Structured Nonconvex and Nonsmooth Optimization: Algorithms and Iteration Complexity Analysis
This addresses scalability issues in nonconvex optimization for statistics, business, science, and engineering, but is incremental as it builds on existing methods like ADMM and BCD.
The paper tackles constrained nonconvex and nonsmooth optimization problems by proposing algorithms like a generalized conditional gradient method and proximal ADMM variants, achieving an iteration complexity bound of O(1/ε²) to reach ε-stationary solutions, with numerical results demonstrating efficacy on tensor robust PCA.
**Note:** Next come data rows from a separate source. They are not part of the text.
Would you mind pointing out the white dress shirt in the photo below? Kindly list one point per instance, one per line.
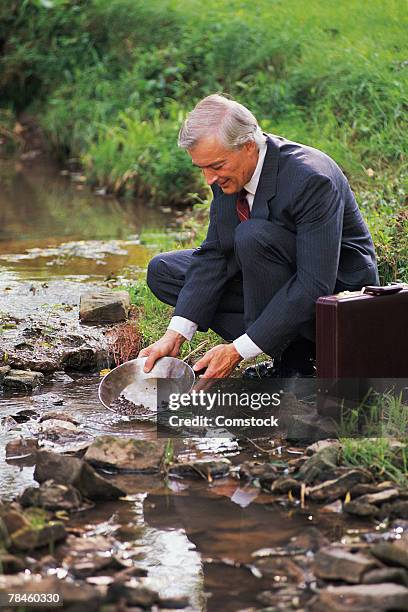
(244, 345)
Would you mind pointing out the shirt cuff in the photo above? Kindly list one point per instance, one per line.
(183, 326)
(246, 347)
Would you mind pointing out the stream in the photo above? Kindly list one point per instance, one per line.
(195, 538)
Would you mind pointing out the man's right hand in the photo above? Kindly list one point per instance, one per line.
(167, 346)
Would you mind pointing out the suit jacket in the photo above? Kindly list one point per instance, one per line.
(303, 190)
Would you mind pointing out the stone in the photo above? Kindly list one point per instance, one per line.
(359, 508)
(133, 593)
(386, 574)
(52, 496)
(284, 484)
(311, 539)
(202, 468)
(379, 497)
(95, 487)
(320, 444)
(392, 553)
(63, 469)
(81, 358)
(362, 598)
(4, 370)
(79, 596)
(253, 470)
(23, 380)
(10, 564)
(331, 490)
(60, 468)
(126, 454)
(321, 465)
(338, 564)
(104, 306)
(21, 448)
(31, 537)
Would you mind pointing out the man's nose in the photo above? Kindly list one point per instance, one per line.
(210, 176)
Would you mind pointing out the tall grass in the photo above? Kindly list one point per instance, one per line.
(110, 81)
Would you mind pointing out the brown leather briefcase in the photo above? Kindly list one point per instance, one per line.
(363, 334)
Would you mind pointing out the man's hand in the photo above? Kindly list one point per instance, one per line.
(219, 361)
(167, 346)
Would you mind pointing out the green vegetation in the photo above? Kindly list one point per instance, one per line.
(110, 81)
(383, 420)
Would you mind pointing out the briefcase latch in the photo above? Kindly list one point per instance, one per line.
(386, 290)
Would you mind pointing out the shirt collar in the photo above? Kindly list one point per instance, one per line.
(252, 184)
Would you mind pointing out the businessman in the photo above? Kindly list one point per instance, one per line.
(284, 230)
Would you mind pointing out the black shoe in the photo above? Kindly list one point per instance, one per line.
(267, 369)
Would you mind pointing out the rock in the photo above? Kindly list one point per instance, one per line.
(78, 596)
(379, 497)
(174, 603)
(31, 537)
(398, 509)
(253, 470)
(58, 416)
(21, 448)
(133, 593)
(25, 415)
(26, 584)
(49, 399)
(310, 539)
(14, 521)
(393, 553)
(331, 490)
(359, 508)
(127, 454)
(63, 469)
(81, 358)
(320, 466)
(386, 574)
(23, 380)
(104, 306)
(310, 427)
(284, 484)
(60, 468)
(11, 564)
(94, 486)
(52, 496)
(320, 444)
(4, 370)
(362, 598)
(337, 564)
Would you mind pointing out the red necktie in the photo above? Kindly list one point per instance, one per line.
(243, 211)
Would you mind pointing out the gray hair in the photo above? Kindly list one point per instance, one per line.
(231, 122)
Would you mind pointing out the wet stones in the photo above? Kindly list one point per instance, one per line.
(52, 496)
(23, 380)
(104, 306)
(127, 454)
(64, 469)
(338, 564)
(206, 468)
(330, 490)
(362, 597)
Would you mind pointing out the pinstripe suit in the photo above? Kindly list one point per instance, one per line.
(306, 238)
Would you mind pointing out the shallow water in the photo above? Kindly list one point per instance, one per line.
(195, 538)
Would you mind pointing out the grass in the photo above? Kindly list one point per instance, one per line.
(381, 445)
(111, 80)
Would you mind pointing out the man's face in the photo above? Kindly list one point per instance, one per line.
(231, 170)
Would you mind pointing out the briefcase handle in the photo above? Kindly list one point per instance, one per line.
(387, 290)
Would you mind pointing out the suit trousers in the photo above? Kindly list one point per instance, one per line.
(264, 259)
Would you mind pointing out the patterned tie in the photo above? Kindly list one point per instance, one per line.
(243, 211)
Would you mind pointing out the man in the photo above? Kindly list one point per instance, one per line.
(284, 230)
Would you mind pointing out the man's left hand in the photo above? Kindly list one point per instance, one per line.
(220, 361)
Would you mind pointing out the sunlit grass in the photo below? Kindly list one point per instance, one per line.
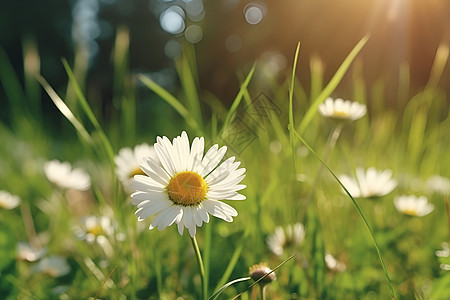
(286, 184)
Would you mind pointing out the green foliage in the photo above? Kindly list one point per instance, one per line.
(286, 184)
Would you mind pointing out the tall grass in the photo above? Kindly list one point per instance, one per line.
(284, 181)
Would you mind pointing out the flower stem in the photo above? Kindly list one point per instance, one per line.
(200, 266)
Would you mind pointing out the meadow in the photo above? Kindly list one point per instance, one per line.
(82, 239)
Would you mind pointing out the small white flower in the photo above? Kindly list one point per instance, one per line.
(95, 228)
(283, 238)
(62, 174)
(370, 183)
(184, 186)
(128, 161)
(54, 266)
(342, 109)
(333, 264)
(8, 201)
(413, 206)
(438, 184)
(27, 252)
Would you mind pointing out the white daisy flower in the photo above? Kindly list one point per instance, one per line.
(413, 206)
(29, 253)
(97, 229)
(184, 186)
(342, 109)
(53, 266)
(282, 238)
(128, 161)
(8, 201)
(369, 183)
(62, 174)
(333, 264)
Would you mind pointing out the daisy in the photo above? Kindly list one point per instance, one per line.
(53, 266)
(342, 109)
(128, 161)
(184, 186)
(260, 270)
(29, 253)
(291, 236)
(370, 183)
(62, 174)
(8, 201)
(413, 206)
(438, 184)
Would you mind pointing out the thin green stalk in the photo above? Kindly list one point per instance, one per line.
(262, 277)
(358, 208)
(233, 261)
(291, 109)
(65, 110)
(84, 104)
(200, 266)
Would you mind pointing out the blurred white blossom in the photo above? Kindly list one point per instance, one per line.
(342, 109)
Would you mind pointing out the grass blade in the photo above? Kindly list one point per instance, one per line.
(291, 109)
(65, 110)
(89, 113)
(188, 83)
(358, 208)
(171, 100)
(331, 85)
(216, 294)
(233, 261)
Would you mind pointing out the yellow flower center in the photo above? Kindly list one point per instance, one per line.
(187, 188)
(136, 171)
(340, 114)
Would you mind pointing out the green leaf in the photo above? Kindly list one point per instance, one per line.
(238, 98)
(171, 100)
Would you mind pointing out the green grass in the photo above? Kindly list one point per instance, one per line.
(412, 141)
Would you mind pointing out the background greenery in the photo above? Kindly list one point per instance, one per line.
(406, 130)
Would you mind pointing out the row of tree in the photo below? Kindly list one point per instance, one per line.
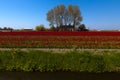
(61, 16)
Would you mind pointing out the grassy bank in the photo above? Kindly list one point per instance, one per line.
(79, 61)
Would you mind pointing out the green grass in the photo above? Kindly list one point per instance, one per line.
(76, 61)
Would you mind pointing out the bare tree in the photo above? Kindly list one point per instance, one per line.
(62, 16)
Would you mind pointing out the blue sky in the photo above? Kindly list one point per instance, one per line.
(97, 14)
Nonconvex and nonsmooth optimization problems are frequently encountered in much of statistics, business, science and engineering, but they are not yet widely recognized as a technology in the sense of scalability. A reason for this relatively low degree of popularity is the lack of a well developed system of theory and algorithms to support the applications, as is the case for its convex counterpart. This paper aims to take one step in the direction of disciplined nonconvex and nonsmooth optimization. In particular, we consider in this paper some constrained nonconvex optimization models in block decision variables, with or without coupled affine constraints. In the case of without coupled constraints, we show a sublinear rate of convergence to an $ε$-stationary solution in the form of variational inequality for a generalized conditional gradient method, where the convergence rate is shown to be dependent on the Hölderian continuity of the gradient of the smooth part of the objective. For the model with coupled affine constraints, we introduce corresponding $ε$-stationarity conditions, and apply two proximal-type variants of the ADMM to solve such a model, assuming the proximal ADMM updates can be implemented for all the block variables except for the last block, for which either a gradient step or a majorization-minimization step is implemented. We show an iteration complexity bound of $O(1/ε^2)$ to reach an $ε$-stationary solution for both algorithms. Moreover, we show that the same iteration complexity of a proximal BCD method follows immediately. Numerical results are provided to illustrate the efficacy of the proposed algorithms for tensor robust PCA.